There are three main types of blood cancers. Leukemia is a cancer found in your blood and bone marrow, lymphoma is a blood cancer that affects the lymphatic system and myeloma is a blood cancer that specifically targets plasma cells. Each year, these types of cancer account for approximately 10% of all new cancer diagnoses.
- An estimated 178,520 new cases of leukemia, lymphoma and myeloma will be diagnosed in the U.S. in 2020, with 56,840 deaths expected to result from the diagnosis.
- Every three minutes, one person in the U.S. is diagnosed with a blood cancer.
- Leukemias are the most common cancers in children and account for 28% of all childhood cancers.
- More than 1.3 million people in the U.S. are either living with or in remission today from a blood cancer.
Source: American Cancer Society’s Cancer Facts & Figures 2020 and and The Leukemia & Lymphoma Society
Blood Cancer Research
In addition to specific projects listed below, genomics research is helping us attack blood cancers – and all types of cancer. NFCR has distinguished itself from other organizations by emphasizing long-term, transformative research and working to move people toward cancer genomics.

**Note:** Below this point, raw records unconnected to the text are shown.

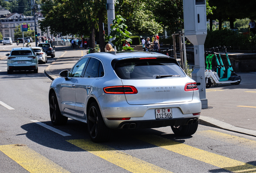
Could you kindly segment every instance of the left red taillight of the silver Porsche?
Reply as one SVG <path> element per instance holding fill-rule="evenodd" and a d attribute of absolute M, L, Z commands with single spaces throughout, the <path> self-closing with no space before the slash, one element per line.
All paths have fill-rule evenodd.
<path fill-rule="evenodd" d="M 107 94 L 137 94 L 138 91 L 133 86 L 113 86 L 103 88 L 104 93 Z"/>

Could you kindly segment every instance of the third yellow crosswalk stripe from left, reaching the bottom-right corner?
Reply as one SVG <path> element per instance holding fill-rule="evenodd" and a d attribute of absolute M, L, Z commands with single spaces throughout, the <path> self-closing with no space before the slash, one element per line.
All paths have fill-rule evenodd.
<path fill-rule="evenodd" d="M 139 136 L 136 138 L 142 141 L 145 141 L 147 143 L 156 145 L 158 147 L 167 149 L 169 151 L 179 153 L 181 155 L 190 157 L 192 159 L 209 163 L 211 165 L 214 165 L 235 173 L 247 172 L 247 171 L 249 171 L 250 173 L 256 172 L 256 166 L 254 165 L 243 163 L 241 161 L 236 161 L 228 157 L 217 155 L 215 153 L 210 153 L 208 151 L 197 149 L 195 147 L 191 147 L 189 145 L 178 143 L 176 141 L 171 141 L 169 139 L 165 139 L 155 135 Z"/>

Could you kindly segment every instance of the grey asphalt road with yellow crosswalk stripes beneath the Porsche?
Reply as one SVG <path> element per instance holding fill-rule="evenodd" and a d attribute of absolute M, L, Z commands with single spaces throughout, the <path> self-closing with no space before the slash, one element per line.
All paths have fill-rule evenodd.
<path fill-rule="evenodd" d="M 0 173 L 256 172 L 256 137 L 213 127 L 199 125 L 190 137 L 177 137 L 170 127 L 114 131 L 109 142 L 99 144 L 90 141 L 84 123 L 69 120 L 54 127 L 48 104 L 51 80 L 43 71 L 60 56 L 81 56 L 81 50 L 56 51 L 56 58 L 39 64 L 37 74 L 7 74 L 4 53 Z"/>

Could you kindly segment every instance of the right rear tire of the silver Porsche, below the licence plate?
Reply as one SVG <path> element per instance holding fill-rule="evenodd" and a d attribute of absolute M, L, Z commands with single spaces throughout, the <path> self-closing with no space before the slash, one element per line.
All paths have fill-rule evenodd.
<path fill-rule="evenodd" d="M 175 135 L 190 136 L 196 133 L 197 127 L 198 127 L 198 121 L 190 125 L 171 126 L 171 129 Z"/>

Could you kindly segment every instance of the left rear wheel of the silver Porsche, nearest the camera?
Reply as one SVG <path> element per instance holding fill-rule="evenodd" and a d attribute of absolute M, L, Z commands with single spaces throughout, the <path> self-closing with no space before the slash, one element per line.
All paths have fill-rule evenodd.
<path fill-rule="evenodd" d="M 102 118 L 101 111 L 96 102 L 91 103 L 87 113 L 87 127 L 90 138 L 93 142 L 106 142 L 111 135 Z"/>

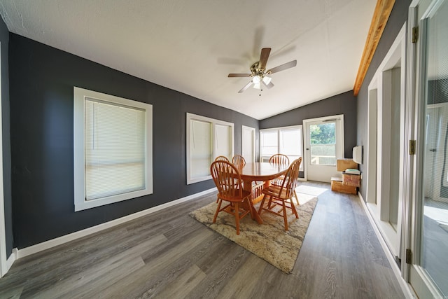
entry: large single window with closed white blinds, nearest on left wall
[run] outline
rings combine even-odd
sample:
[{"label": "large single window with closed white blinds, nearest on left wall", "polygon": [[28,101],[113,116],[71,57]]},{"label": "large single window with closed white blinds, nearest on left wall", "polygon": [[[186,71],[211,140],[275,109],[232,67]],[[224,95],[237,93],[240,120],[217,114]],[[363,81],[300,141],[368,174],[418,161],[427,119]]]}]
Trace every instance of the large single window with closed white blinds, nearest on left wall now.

Leukemia is a great success story for cancer research — one in which NFCR-affiliated scientist Dr. Curt Civin played an important role. His early work on bone marrow stem cell transplantation was partially responsible for the dramatic increase of the five-year survival for all types of leukemia over the past 20 years.
And now, for patients still suffering from cancer and waiting for a cure, Dr. Civin’s current research may once again hold the key. Acute myeloid leukemia (AML) is the deadliest form of leukemia. Dr. Civin discovered that artemisinins – a class of drugs with low toxicity used to successfully treat malaria – are also effective in killing AML cancer cells. Through research, he identified ART-838, a specific artemisinin compound, that shows remarkable effectiveness against leukemia cells and works well in combination with established anti-leukemia drugs. Further, it doesn’t appear to harm normal bone marrow cells. With support from NFCR’s AIM-HI Translational Research Initiative, next generation drug modeling software is creating the best chemical structure of ART-838 for optimal treatment outcomes for AML patients.

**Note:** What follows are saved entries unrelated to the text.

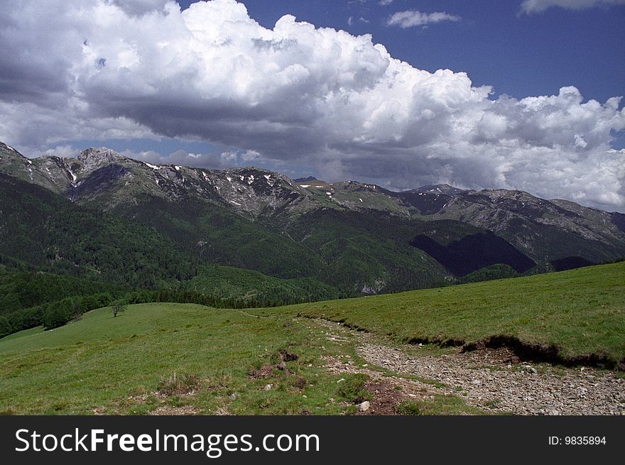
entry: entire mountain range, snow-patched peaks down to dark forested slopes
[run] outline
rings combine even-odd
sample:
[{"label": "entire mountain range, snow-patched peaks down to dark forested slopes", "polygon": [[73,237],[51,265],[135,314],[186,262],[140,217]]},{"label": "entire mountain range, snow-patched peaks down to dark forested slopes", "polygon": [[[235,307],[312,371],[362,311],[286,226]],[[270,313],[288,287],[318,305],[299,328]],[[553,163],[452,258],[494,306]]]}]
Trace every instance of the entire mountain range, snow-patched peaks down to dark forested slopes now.
[{"label": "entire mountain range, snow-patched peaks down to dark forested slopes", "polygon": [[[0,263],[131,288],[353,297],[625,257],[625,214],[516,190],[292,180],[0,143]],[[249,288],[249,283],[260,283]],[[305,290],[304,292],[302,290]]]}]

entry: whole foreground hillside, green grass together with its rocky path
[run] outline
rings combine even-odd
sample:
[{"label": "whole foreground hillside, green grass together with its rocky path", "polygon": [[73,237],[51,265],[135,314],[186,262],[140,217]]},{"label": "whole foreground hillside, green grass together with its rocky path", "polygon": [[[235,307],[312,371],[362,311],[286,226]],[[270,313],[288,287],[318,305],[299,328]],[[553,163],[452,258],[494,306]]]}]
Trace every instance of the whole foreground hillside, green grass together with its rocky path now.
[{"label": "whole foreground hillside, green grass together with its rocky path", "polygon": [[[337,414],[357,412],[355,405],[363,398],[369,398],[371,408],[379,412],[385,411],[388,403],[395,407],[386,412],[425,414],[506,409],[534,412],[528,410],[534,403],[536,409],[543,408],[541,400],[515,403],[514,395],[497,401],[488,396],[478,400],[484,389],[471,380],[496,378],[498,383],[508,383],[511,392],[529,389],[531,380],[560,383],[562,379],[574,389],[587,389],[587,398],[572,398],[568,403],[565,396],[553,400],[553,408],[562,405],[562,412],[579,413],[581,408],[603,412],[602,405],[607,405],[605,412],[609,413],[614,402],[618,405],[621,401],[624,381],[609,373],[592,368],[582,371],[582,375],[592,376],[592,388],[588,384],[591,378],[580,375],[579,369],[557,368],[560,374],[556,376],[550,374],[555,370],[550,366],[528,365],[538,351],[519,351],[523,363],[513,361],[514,357],[512,362],[477,362],[487,356],[480,355],[484,351],[460,354],[460,348],[420,347],[417,343],[430,339],[459,344],[461,340],[471,343],[506,336],[535,349],[553,347],[559,359],[571,363],[623,363],[624,278],[625,263],[615,263],[246,312],[143,304],[132,305],[115,318],[104,308],[53,331],[31,329],[0,339],[0,410]],[[322,319],[343,321],[370,333],[348,332]],[[404,346],[401,341],[412,345]],[[371,344],[376,344],[375,353],[366,350]],[[376,358],[375,354],[383,355]],[[406,363],[423,363],[423,369],[414,372],[422,374],[411,375],[413,368],[384,359],[394,356],[401,356]],[[426,366],[459,361],[464,363],[462,372],[472,373],[467,384],[460,379],[442,379],[440,373],[432,373],[429,376],[434,378],[429,379],[423,376]],[[493,366],[471,368],[474,363]],[[506,363],[513,365],[506,368]],[[533,371],[528,371],[530,368]],[[455,368],[454,373],[460,369]],[[341,379],[344,381],[337,383]],[[347,383],[344,388],[342,383]],[[596,386],[606,389],[596,394],[604,396],[598,402],[593,397],[599,389]],[[397,410],[398,405],[404,410]]]}]

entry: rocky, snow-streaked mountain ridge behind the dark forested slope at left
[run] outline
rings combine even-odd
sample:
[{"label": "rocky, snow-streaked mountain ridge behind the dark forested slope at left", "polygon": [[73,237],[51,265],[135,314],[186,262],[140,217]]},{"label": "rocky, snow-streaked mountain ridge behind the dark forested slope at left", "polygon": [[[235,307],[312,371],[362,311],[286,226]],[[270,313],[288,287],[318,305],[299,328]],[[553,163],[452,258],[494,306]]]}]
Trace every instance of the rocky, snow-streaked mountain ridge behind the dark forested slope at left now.
[{"label": "rocky, snow-streaked mountain ridge behind the dark forested slope at left", "polygon": [[[468,263],[505,264],[509,246],[527,258],[519,258],[522,263],[535,263],[540,270],[553,269],[553,261],[561,266],[625,256],[625,215],[519,190],[462,190],[443,184],[393,192],[353,180],[293,180],[254,166],[208,170],[154,165],[109,148],[87,148],[75,158],[28,159],[6,144],[0,145],[0,172],[75,204],[143,221],[183,244],[201,263],[217,261],[281,278],[308,276],[312,268],[329,266],[335,276],[351,275],[346,295],[442,283],[452,279],[445,273],[477,271]],[[234,225],[237,231],[232,231]],[[418,236],[425,237],[416,240]],[[500,239],[509,246],[499,244]],[[455,266],[452,261],[461,260],[462,253],[472,253],[462,244],[480,244],[480,253],[495,247],[504,255],[467,257],[467,266]],[[450,256],[442,249],[448,246],[456,251]],[[292,258],[272,264],[271,253],[280,255],[283,247],[316,264],[303,275],[284,268],[286,263],[301,268]],[[265,264],[250,261],[242,250],[263,252]],[[435,250],[440,263],[431,255]],[[398,263],[403,263],[401,270]],[[357,271],[348,273],[347,268]]]}]

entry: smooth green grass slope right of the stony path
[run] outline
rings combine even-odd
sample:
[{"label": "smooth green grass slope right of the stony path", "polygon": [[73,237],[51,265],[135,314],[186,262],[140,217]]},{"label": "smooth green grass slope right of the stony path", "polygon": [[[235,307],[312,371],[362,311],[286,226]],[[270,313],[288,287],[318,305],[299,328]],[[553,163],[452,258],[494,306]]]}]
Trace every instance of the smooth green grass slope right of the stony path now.
[{"label": "smooth green grass slope right of the stony path", "polygon": [[625,262],[290,308],[402,342],[503,335],[565,359],[625,357]]}]

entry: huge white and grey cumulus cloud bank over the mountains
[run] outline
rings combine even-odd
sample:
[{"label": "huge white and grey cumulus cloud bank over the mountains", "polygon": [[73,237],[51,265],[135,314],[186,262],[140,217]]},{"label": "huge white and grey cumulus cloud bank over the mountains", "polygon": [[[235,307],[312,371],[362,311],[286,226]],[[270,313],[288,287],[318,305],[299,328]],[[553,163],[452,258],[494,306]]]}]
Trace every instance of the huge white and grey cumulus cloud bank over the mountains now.
[{"label": "huge white and grey cumulus cloud bank over the mountains", "polygon": [[6,0],[0,140],[27,154],[85,139],[207,141],[219,150],[165,158],[625,210],[625,155],[609,152],[625,129],[620,97],[585,101],[562,87],[494,99],[466,73],[420,70],[370,35],[293,16],[264,28],[234,0],[141,4]]}]

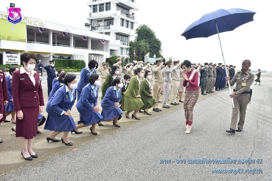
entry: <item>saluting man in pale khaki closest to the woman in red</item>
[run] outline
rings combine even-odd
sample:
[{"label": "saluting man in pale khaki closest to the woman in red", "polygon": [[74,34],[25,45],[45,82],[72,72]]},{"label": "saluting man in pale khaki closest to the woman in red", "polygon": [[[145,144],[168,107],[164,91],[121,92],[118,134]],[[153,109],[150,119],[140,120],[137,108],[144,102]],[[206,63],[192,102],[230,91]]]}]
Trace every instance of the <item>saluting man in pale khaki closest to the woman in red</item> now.
[{"label": "saluting man in pale khaki closest to the woman in red", "polygon": [[[178,65],[180,63],[180,60],[174,60],[174,65],[172,67]],[[180,69],[176,68],[172,72],[172,83],[171,83],[171,105],[179,105],[179,103],[176,102],[176,95],[180,88]]]}]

NFCR-funded scientist Dr. Michael Sporn, conducted research on fenrentinide, a drug with similar structure to Vitamin A. He proved its safety for use in humans. It subsequently was shown to be both safe and efficacious in treating several cancers. However, fenretinide is poorly soluble in water (our bodies are composed of 60% water) and as a drug, it faced the challenge of delivering adequate doses to tumor cells. With support from the NFCR AIM-HI Translational Research Initiative, a novel delivery system has been designed to solve this problem. The unique delivery agent and fenrentinide have gained approval to treat T cell-non Hodgkin lymphoma patients who have relapsed or stopped responding to their current therapy. Enrollment in the Phase 1 trial begins in 2020.
With NFCR support since 2006, Dr. Wei Zhang, a leader in precision oncology, characterizes underlying genetic mechanisms responsible for cancer growth and progression. His research addresses the variability in cellular properties, within and across cancer types, which often leads to treatment resistance and poor survival in patients. Dr. Zhang’s precision oncology approach has the potential to improve outcomes for T cell non-Hodgkin’s lymphoma and Acute Myeloid leukemia (AML) patients that have stopped responding to standard treatments.

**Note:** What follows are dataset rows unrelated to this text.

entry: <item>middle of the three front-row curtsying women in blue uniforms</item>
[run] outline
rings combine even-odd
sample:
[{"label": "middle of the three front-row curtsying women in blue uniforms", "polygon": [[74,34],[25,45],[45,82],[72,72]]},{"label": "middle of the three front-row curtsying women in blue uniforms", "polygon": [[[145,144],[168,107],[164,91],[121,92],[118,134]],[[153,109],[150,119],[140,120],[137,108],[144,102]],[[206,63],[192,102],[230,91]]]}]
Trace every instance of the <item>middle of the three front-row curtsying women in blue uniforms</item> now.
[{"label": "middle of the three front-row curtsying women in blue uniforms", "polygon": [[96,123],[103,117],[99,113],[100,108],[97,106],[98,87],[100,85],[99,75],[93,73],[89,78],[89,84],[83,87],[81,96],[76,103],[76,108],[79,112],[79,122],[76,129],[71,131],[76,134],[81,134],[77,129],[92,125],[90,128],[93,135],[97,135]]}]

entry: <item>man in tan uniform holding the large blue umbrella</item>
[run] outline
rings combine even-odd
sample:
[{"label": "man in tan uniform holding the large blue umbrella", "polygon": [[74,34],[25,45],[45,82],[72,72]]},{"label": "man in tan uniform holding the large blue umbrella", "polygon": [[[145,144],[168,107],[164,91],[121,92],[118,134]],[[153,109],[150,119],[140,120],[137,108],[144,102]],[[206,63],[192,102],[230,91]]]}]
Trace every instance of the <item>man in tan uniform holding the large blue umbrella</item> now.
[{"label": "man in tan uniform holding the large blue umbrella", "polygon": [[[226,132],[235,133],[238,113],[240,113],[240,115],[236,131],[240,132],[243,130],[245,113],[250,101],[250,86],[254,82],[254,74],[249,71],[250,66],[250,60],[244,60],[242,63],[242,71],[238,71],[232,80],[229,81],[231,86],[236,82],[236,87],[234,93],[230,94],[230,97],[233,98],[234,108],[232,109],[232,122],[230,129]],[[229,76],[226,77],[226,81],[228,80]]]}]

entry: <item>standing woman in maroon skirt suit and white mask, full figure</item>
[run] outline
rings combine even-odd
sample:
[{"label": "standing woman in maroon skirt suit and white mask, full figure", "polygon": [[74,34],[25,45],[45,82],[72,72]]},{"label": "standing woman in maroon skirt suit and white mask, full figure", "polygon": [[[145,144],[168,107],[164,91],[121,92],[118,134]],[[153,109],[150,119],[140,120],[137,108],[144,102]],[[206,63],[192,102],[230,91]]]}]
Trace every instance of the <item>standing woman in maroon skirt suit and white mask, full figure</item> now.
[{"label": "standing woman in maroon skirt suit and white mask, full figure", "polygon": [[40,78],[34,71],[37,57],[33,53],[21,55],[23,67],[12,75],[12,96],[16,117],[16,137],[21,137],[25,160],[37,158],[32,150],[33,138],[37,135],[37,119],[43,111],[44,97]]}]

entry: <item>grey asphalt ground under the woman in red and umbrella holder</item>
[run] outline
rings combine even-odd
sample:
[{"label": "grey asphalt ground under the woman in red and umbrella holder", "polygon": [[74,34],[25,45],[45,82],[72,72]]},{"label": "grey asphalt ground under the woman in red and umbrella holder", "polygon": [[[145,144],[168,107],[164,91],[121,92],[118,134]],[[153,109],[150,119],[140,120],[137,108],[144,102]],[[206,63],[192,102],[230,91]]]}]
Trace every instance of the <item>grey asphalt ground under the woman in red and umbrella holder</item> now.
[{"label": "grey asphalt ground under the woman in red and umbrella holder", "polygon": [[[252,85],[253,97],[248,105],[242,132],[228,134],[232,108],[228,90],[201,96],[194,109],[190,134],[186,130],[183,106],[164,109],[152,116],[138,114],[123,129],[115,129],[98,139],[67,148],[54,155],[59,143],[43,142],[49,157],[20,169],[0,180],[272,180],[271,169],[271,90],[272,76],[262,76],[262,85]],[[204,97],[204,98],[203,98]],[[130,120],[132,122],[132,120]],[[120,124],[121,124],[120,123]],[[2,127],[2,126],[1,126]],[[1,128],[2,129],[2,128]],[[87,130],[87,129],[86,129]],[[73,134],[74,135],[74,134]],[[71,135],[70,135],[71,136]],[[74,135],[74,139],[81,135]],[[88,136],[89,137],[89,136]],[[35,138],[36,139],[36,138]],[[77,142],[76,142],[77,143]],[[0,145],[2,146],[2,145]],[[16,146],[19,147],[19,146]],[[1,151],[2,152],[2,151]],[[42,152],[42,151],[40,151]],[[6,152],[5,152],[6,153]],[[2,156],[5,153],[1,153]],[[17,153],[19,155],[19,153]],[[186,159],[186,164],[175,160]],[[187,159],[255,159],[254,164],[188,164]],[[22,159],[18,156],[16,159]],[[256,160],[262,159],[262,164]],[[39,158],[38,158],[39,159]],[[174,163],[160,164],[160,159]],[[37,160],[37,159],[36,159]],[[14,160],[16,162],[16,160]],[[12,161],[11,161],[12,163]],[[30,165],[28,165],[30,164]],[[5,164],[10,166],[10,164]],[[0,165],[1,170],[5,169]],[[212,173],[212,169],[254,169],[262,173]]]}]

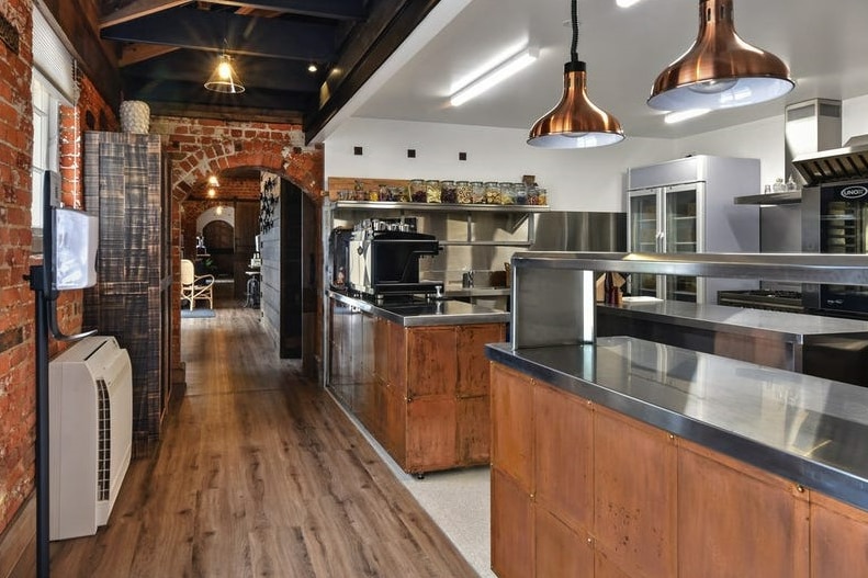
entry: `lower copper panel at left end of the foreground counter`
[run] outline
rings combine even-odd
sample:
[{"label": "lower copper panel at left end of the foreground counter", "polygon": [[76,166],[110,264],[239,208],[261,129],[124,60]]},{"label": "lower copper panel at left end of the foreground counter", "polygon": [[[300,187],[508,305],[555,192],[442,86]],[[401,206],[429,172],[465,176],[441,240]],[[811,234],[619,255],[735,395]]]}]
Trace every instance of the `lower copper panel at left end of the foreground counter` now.
[{"label": "lower copper panel at left end of the foreground counter", "polygon": [[533,541],[530,496],[492,468],[492,569],[499,578],[532,578]]}]

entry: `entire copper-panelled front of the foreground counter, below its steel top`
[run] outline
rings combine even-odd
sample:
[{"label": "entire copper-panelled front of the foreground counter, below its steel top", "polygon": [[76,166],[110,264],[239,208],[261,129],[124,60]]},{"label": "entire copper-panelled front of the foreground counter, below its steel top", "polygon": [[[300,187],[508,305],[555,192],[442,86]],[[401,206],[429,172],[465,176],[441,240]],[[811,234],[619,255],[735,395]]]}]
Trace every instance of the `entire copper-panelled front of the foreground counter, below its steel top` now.
[{"label": "entire copper-panelled front of the foreground counter, below its steel top", "polygon": [[868,576],[868,512],[492,364],[500,578]]}]

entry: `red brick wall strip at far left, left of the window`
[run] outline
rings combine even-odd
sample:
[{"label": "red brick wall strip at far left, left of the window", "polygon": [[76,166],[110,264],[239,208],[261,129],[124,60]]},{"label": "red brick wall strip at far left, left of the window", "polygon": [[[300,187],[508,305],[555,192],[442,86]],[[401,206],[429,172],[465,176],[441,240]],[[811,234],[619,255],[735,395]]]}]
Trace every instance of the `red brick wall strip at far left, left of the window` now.
[{"label": "red brick wall strip at far left, left of the window", "polygon": [[30,0],[0,13],[19,33],[18,54],[0,43],[0,532],[33,491],[34,308],[30,268],[32,18]]}]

Dr. Cesare Spadoni is leading a team to develop treatments for the most common pediatric cancers with the poorest prognosis including Acute Myeloid Leukemia. In the oncology community, there is a void of cancer drugs specifically developed to treat children. His team identifies and characterizes new oncogenic pathways and the pathway interconnections may facilitate development of novel pediatric cancer drugs, ensuring more effective and less toxic cancer treatments. With this information, the scientists aim to repurpose known drugs and identify new combinations of drugs for pediatric cancers. They hope this research and drug discovery philosophy will bring a new treatment for AML in children.
Dr. Spadoni’s team with support from the NFCR AIM-HI Translational Research Initiative is first focusing their treatment development efforts on the difficult-to-treat cancer, rhabdomyosarcoma. A clinical trial is planned in 2020.